This biography was submitted by a researcher and are abstracted from the above named publication.. Errors could occur, so one should always verify the correctness by obtaining copies of vitals and performing all necessary research to document what is contained herein.

FLETCHER, PRESTON B., one of the oldest native born residents of Sangamon County, Ill., now retired from active life, has been a business man of keen judgment and energy. He was born March 4, 1834, a son of Job and Frances (Brown) Fletcher, the former a native of the Shenandoah Valley, Va. The parents were married in Kentucky, to which State the father was taken at the age of six years, and they lived on a farm there until 1830, then moved to Ball Township, Sangamon County, and located on the farm where Job Fletcher died in 1883, his wife having died in the same house in 1877. Job was a son of John Fletcher, a native of Virginia, who settled in Sangamon County in 1830 and died there the same year. The father of Frances Brown was also a native of Virginia, and died in Macoupin County, Ill., in October, 1834, at the age of seventy-five years, his widow passing away eight years later at the age of eighty-six. Job Fletcher, the father of Preston B., was one of the historic characters of Sangamon, having served in five sessions of the General Assembly - two in the House and three in the Senate, in the latter being one of the celebrated "Long Nine" with Abraham Lincoln in 1837, which secured the removal of the State Capital from Vandalia to Springfield.

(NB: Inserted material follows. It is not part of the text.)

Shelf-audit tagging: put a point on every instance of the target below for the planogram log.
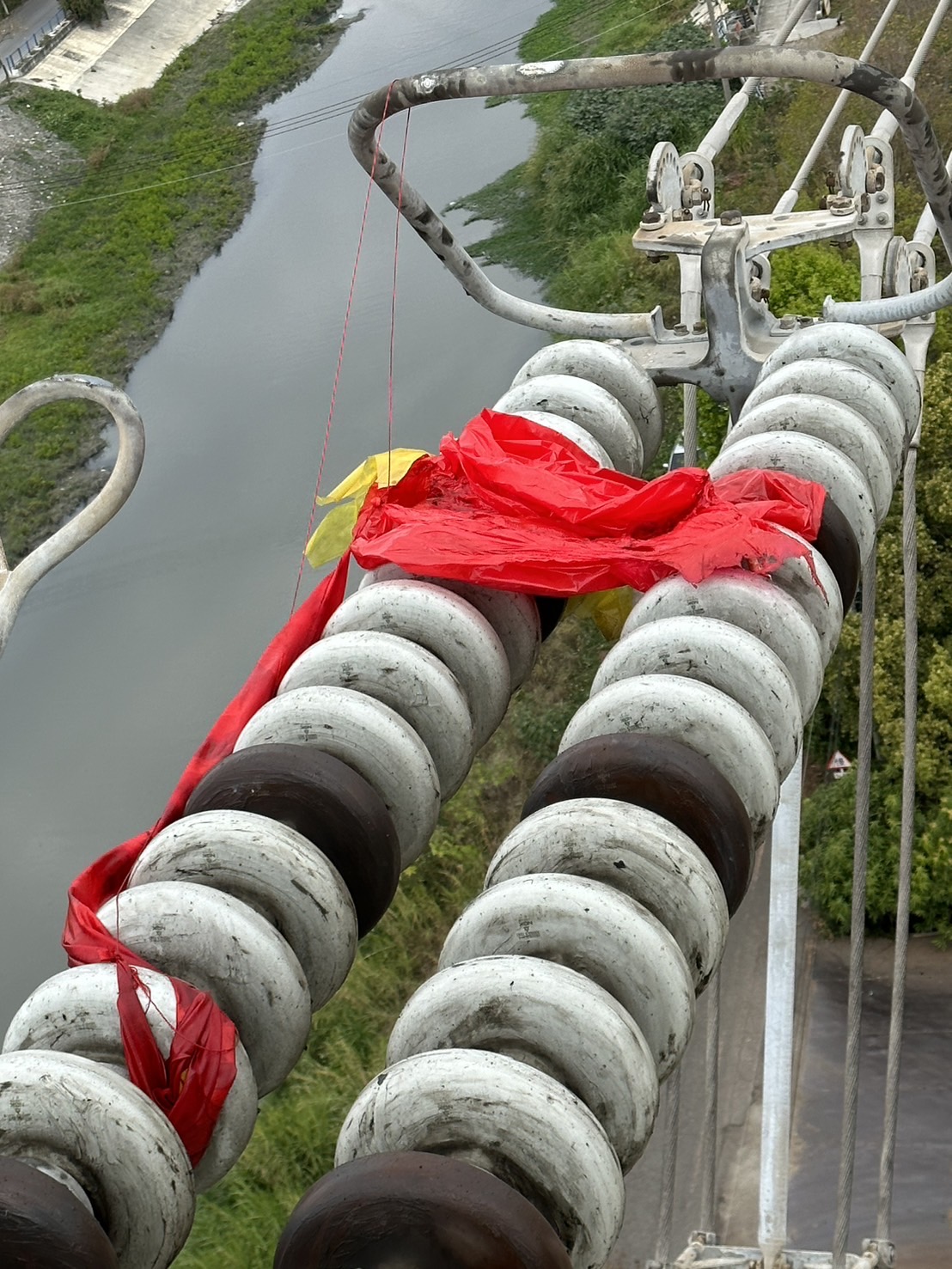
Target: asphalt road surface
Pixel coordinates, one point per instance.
(922, 1220)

Preston B. Fletcher received his education in the public schools of Ball Township, lived at home until he was twenty-one years old, and worked hard on his father's farm. He then moved to land on which the town of Divernon now stands, living there from 1885 until 1868, and in the latter year moved to Bates County, Mo., where he was engaged for twenty years in farming and dealing in stock. In September, 1888, he returned to Divernon township, and in 1892 moved to Montgomery County, where he carried on farming until 1908, then again returned to Divernon Township and lives with his daughter, Mrs. Lizzie Elswick. She owns 120 acres of land in Section 16, Divernon Township.

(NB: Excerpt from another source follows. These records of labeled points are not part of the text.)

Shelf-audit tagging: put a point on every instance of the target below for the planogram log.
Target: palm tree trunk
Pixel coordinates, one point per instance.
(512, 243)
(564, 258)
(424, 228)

Mr. Fletcher was married (first) in Sangamon County, in 1855, to Sarah Wright, a native of the county, born in 1831 and died in Kansas City, Mo., in 1888. Seven children were born of this union: Job, Benjamin, Lyda, Stuart and Albert, deceased; Lizzie, born in Sangamon County, October 28, 1856, was married, September 7, 1877, to John R. Elswick, of Iowa, who died May 19, 1897; Lloyd F., born in Bates County, Mo., July 22, 1870, married Pearl Elger, in Kansas, and they now live in Kansas City, Mo. John R. and Lizzie (Fletcher) Elswick had children as follows: Clifford, born August 15, 1878, in Bates County, Mo., lives on the farm with his mother, married in April, 1902, Minta Commons, of Iowa, and they have one child, Vernon E., born in Sangamon County, November 13, 1908; Lulu, born March 3, 1880, in Bates County, married Edgar Whitmarsh of Wisconsin, and they now live in the State of Washington, in August, 1902, and they had one child, deceased.

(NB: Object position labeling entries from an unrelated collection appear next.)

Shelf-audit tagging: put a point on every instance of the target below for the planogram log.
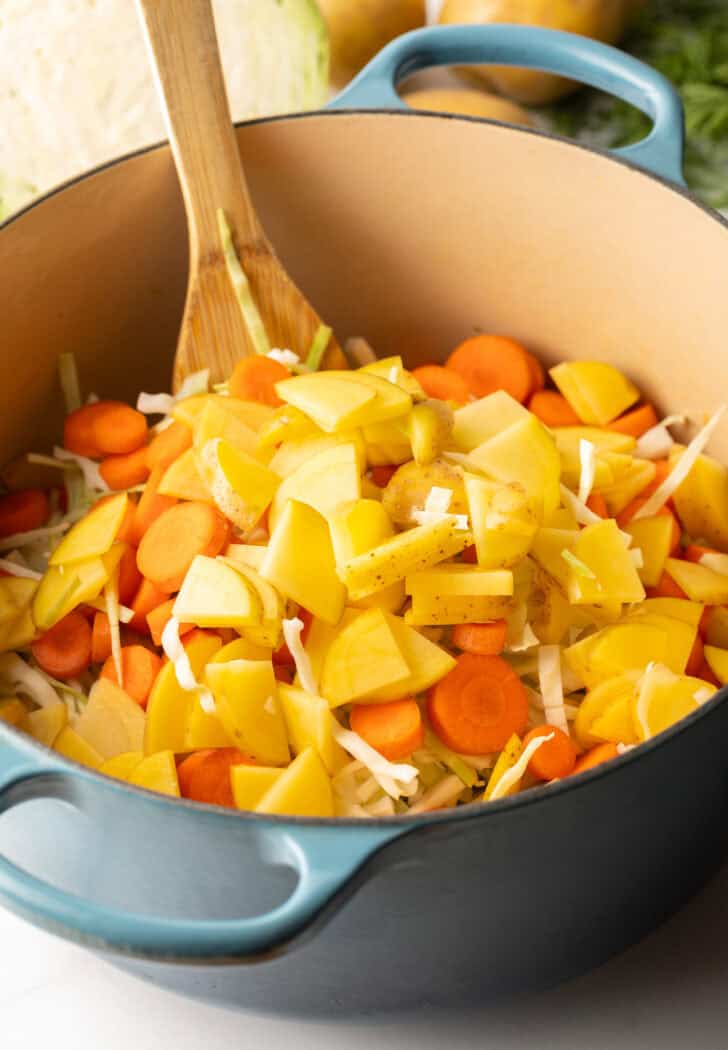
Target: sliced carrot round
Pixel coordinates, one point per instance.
(175, 538)
(168, 444)
(140, 668)
(254, 379)
(65, 650)
(22, 510)
(553, 408)
(484, 638)
(395, 730)
(440, 382)
(555, 758)
(595, 756)
(478, 706)
(204, 776)
(493, 362)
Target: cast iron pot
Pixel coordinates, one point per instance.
(414, 231)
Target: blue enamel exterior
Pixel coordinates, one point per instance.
(572, 56)
(329, 859)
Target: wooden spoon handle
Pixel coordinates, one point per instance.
(183, 46)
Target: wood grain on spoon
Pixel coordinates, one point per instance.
(183, 45)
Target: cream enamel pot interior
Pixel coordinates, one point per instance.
(414, 231)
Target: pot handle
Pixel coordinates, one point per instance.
(327, 863)
(566, 54)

Mr. Fletcher was married (second) March 16, 1892, to Comfort Lyman (nee Mitchell), whose father was a miller in Springfield, having come to Sangamon County in 1844, but eventually returned to Ohio, where he died. Mrs. Fletcher died in Montgomery County, October 20, 1908, having borne no children. Mr. Fletcher has two great-grandchildren.

There are but three persons living in the community who were residing in Sangamon County at the time Mr. Fletcher was born. He attended the first State Fair in 1853 and the next year took a prize for the best yoke of oxen exhibited. He took premiums for hogs in other years, and had four that averaged 840 pounds in weight at the Fair at Jacksonville in 1859. He also had hogs that took premiums at the Fair held in St. Louis in 1861. He is a member of the Presbyterian Church and, in political views, has been a Republican since the organization of that party. His first presidential vote was cast for Fillmore and later he voted for Abraham Lincoln. The Fletcher family have always been prominent in forwarding every movement calculated to be of benefit to the community and one respected wherever its members have resided.